Cosas que me han hecho feliz

Me hacen feliz muchísimas cosas. Este verano ha estado lleno de momentos felices. Y quiero escribirlos, recién llegada a Nepal, para que no se me olviden.

– madrugar un domingo para subir a la montaña con mi padre. compartir las últimas gotas de agua. verle feliz.

– la rutina de los paseos nocturnos -siempre en solitario- por la orilla del Támesis.

– los viñedos -en Reims, claro-. comer uvas directamente de la parra. el jugo corriendo por mi brazo.

– un botellón improvisado -vaso de plástico incluído- mientras atardece desde nuestra terraza en Dalt Vila.

– siesta a la sombra de una roca en S’Aigua Blanca.

– un concierto acústico improvisado en una terraza ibicenca.

– subir los 286 escalones de Arco de Triunfo para ver los últimos rayos de sol sobre París.

– una -al menos una- puesta de sol en los hervideros en Lanzarote.

– es Cavallet.

– querer llevarme a casa todas las flores de Liberty.

Can Domingo.

– encontrar, de casualidad, la mejores papas arrugadas en un restaurante minúsculo de Famara. que el dueño sea, además, pura luz.

– el arroz del Pez Vela en familia, que el aire nos despeine para celebrar los 31. seguir brindando.

– mi primer headstand sin pared.

– recibir este mensaje: “prometo hacerte reír mucho cuando nos veamos”

– (re)descubrir que los abrazos lo curan todo, hasta el exceso de frío en una copa de champagne: “you need to hold the glass like a baby just to warm it up”. y cuando digo champagne, digo Dom Ruinart Rosé 2002.

– coger en brazos a Maya por primera vez.

– despedirse de los festivales en el DCODE y vivirlo como ni nunca fuera a llegar la Primavera.

– el viento de Lanzarote, que se lo lleva todo. y la energía, que es pura.

– un abrazo a las 5:55 y 55 segundos.

– Cadaqués con mi hermana. cualquier lugar del mundo con mi hermana.
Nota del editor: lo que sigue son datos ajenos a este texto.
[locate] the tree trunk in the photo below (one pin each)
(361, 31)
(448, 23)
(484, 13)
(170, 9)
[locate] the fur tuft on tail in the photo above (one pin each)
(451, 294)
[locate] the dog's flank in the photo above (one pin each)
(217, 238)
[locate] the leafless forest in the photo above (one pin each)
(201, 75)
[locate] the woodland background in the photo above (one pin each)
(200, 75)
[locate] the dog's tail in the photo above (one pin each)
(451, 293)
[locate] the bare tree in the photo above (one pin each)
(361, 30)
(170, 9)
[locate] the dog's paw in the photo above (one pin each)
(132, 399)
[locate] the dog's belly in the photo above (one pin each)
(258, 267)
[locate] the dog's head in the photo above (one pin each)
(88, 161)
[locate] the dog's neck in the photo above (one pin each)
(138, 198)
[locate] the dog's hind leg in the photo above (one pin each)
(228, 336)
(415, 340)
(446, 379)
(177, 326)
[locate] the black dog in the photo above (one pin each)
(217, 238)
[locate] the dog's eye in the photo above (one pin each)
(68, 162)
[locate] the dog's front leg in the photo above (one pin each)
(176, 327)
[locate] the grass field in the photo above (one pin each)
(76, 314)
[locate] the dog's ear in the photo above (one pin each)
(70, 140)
– Yayoi Kusama en el nuevo edificio del Tate.

– los miércoles en el agua.

– escribir postales mientras terminamos un zumo de naranja en el Melitón.

– llegar al aropuerto recién salida del mar, llena de arena y sin ropa interior.
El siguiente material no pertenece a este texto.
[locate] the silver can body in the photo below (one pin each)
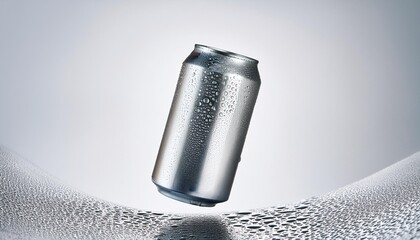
(206, 128)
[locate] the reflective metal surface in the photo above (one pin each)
(385, 205)
(206, 127)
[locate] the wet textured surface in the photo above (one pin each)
(385, 205)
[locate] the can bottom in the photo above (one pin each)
(182, 197)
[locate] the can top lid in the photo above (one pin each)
(226, 53)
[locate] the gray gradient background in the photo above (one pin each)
(86, 86)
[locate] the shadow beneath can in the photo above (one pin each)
(196, 227)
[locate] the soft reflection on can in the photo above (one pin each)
(206, 128)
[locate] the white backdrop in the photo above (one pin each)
(86, 86)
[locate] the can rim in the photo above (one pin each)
(226, 53)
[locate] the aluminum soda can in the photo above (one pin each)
(206, 127)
– todos los combinados del Boia bar. incluso la sangría. sobretodo la sangría.

– los atardeceres con sabor a ginebra -y olor a aftersun- en el Aeroclub.

– el whisky sour que preparan en Hermosos&Malditos.

– los chipirones sin su tinta en Hermosos&Malditos.

Hermosos&Malditos.

– todos los caminos que llevan a LA cala. el sonido de las chicharras como única banda sonora. (pre)saborear el primer baño del día. fantasear con el último.

– el vino blanco, sin copas.

– los nudos en el pelo. la sal en la piel -siempre desnuda- que sabe mejor que nunca.

– llenar de arena los artículos de Marta Fernández y enamorase, una vez más, de sus palabras.

– aprenderse todas las canciones veraniegas que juraré no conocer en octubre.

– bailar.

– ver a Berta crecer feliz. ver a Alba más llena de luz que nunca.

– compartir el amor que París está dispuesto a dar. pasearlo de noche, sin ruido.